Belli başlı İslami hareketlerin, konumuz özgülünde ise El Kaide’nin, devrimci olması, günümüz ezenleri (ABD) karşısındaki pratik-politik duruşlarıyla ilgilidir. ABD öncülüğündeki emperyalist haydutlar koalisyonunun dünyaya nizamat verme iradesine kan ve barutla karşı koyup direnmekte, bu uğurda ölüm dahil, her türlü bedeli göze almakta ve sonuçlarına da katlanmaktadır.

Son sözler

ABD Yarattığı Frankenstein’ı mı Öldürdü” yazısının “amacı”, Usame bin Ladin’in katli karşısında ‘tipik bir solcu’ gibi duran ve konuşan Kaypakkayacılar’ı eleştirmek ve onlara tarihsel bir uyarıda bulunmaktı. Kendini bildi bileli Kaypakkayacı Hareket saflarında olan, Marksist / komünist devrimcilik için halihazırda bir başka platform olduğunu bilmeyen yazarın, bundan öte bir amacı da, derdi de yoktur!
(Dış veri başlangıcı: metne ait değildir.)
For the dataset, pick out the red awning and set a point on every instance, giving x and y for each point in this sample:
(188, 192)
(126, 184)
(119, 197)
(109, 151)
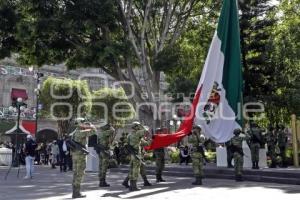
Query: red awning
(16, 93)
(29, 126)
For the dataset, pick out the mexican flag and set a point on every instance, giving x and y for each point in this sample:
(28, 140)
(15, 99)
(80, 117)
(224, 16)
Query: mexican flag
(217, 100)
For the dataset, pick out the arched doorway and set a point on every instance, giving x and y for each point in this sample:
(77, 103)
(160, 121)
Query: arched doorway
(46, 135)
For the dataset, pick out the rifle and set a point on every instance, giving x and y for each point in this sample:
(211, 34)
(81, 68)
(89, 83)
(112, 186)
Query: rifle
(100, 148)
(200, 148)
(133, 152)
(76, 146)
(237, 149)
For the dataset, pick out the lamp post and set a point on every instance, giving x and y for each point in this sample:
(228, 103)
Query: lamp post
(37, 75)
(19, 106)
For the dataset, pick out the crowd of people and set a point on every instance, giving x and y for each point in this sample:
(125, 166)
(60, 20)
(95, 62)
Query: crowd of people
(130, 148)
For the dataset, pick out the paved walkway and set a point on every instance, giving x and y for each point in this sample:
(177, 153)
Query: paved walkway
(49, 184)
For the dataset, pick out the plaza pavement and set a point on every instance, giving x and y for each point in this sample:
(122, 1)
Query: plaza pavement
(50, 184)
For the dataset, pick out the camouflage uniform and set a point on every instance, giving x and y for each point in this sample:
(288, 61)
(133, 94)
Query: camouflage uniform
(79, 161)
(159, 155)
(229, 155)
(124, 155)
(196, 139)
(142, 170)
(136, 141)
(255, 143)
(271, 140)
(104, 139)
(282, 141)
(237, 148)
(160, 163)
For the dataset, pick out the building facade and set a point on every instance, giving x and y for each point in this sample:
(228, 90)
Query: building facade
(17, 81)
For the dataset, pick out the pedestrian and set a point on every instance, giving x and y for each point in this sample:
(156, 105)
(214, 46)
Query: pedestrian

Ferhat Şirin, Türkiye’nin ilk komünist devrimcisi Kaypakkaya’nın ardılı ve savunucusu olma iddiasındaki yoldaşlarının, Kaypakkaya’nın şehadetinin 38. yılında Usame bin Ladin’in katledilmesini politize edememeleri şöyle dursun, Usame bin Ladin’in denize atılıp köpekbalıklarına yem edildiği açıklanan naaşına dahi sahip çıkılamamasını hazmedememiştir. Bunun neden olduğu rahatsızlığı ve huzursuzluğu yoldaşlarıyla paylaşmaya çalışmıştır.

Bırakalım, solcular, kendi ahmaklıkları içinde mutlu ve huzurlu olsunlar. Kaypakkayacılar göbek bağlarını çoktan kestikleri solcuların ayak izlerine basarak yürümek ve onların gölgeliklerinde dinlenip enerji toplamaktansa, ezilenlerin kahredici öfkeleri ve isyan ateşlerinde pişmeyi tercih etmeye devam edecektir.

İbrahim Kaypakkaya’nın göbek bağını kestiği Sol’un, günümüz Kaypakkayacılarını nasıl yeniden tahakkümü altına aldığının son örneği, yine bir ölüm olayı karşısında çıktı karşımıza. Aralarındaki ayrılığın derinliğini veya sığlığını tartışmaya çalışmadığım Kaypakkayacı Hareketin iki ana kolu, bir ölüm olayı karşısında yine ortak ve benzer refleks sergilediler. (Yine alıntılı kanıt istenmesin.)

Kaypakkaya’nın özellikle Kemalizm tahlillerine tahammül edemeyen, Kaypakkaya adını “68’in bir devrimci önderi” olarak bile ağzına almaktan imtina eden, 19 Aralık sonrasındaki süreçte devrimcilere küfür eder düzeye gelen, “M. Kemal’in devrimciliği”nin sahiplenicisi ve savunucusu, en son katıldığını bildiğimiz bir işçi/emekçi mitinginde, Ergenekoncuları sahiplenen ve operasyonları protesto eden bir döviz ile Türk bayrağı taşımayı tercih eden bir solcu aydının ölümünün ardından Halkın Günlüğü ve Özgür Gelecek sayfalarında “duygusallaşıp gözyaşı dökmek”, en hafif deyimle Kaypakkaya’nın hatırasına yeni bir saygısızlık değildir de nedir?

Kaypakkayacı Hareketin önderlik kademesinden “emekli olmuş” bir zamanların efsanevi isimleri kendilerine sunulan köşeleri, “Aydınlanma savaşçısı” Server Tanilli’ye methiyeler dizmeye ayırıyor ve yeni kuşak Kaypakkayacılar’a Tanilli külliyatını hatmetmelerini öğütlüyorken, İsmail Uçarlar, Usame bin Ladin’in şehadetinin ardından “Aydınlanma savaşçıları” gibi soğuk değerlendirmeler yazan, bir nebze olsun özdeşleşme hissi yaşamayan Kaypakkayacıları uyarmaya çalışan bir Kaypakkayacı devrimciyi haşlamayı daha mühim bir iş sayıyor. Manzara bu!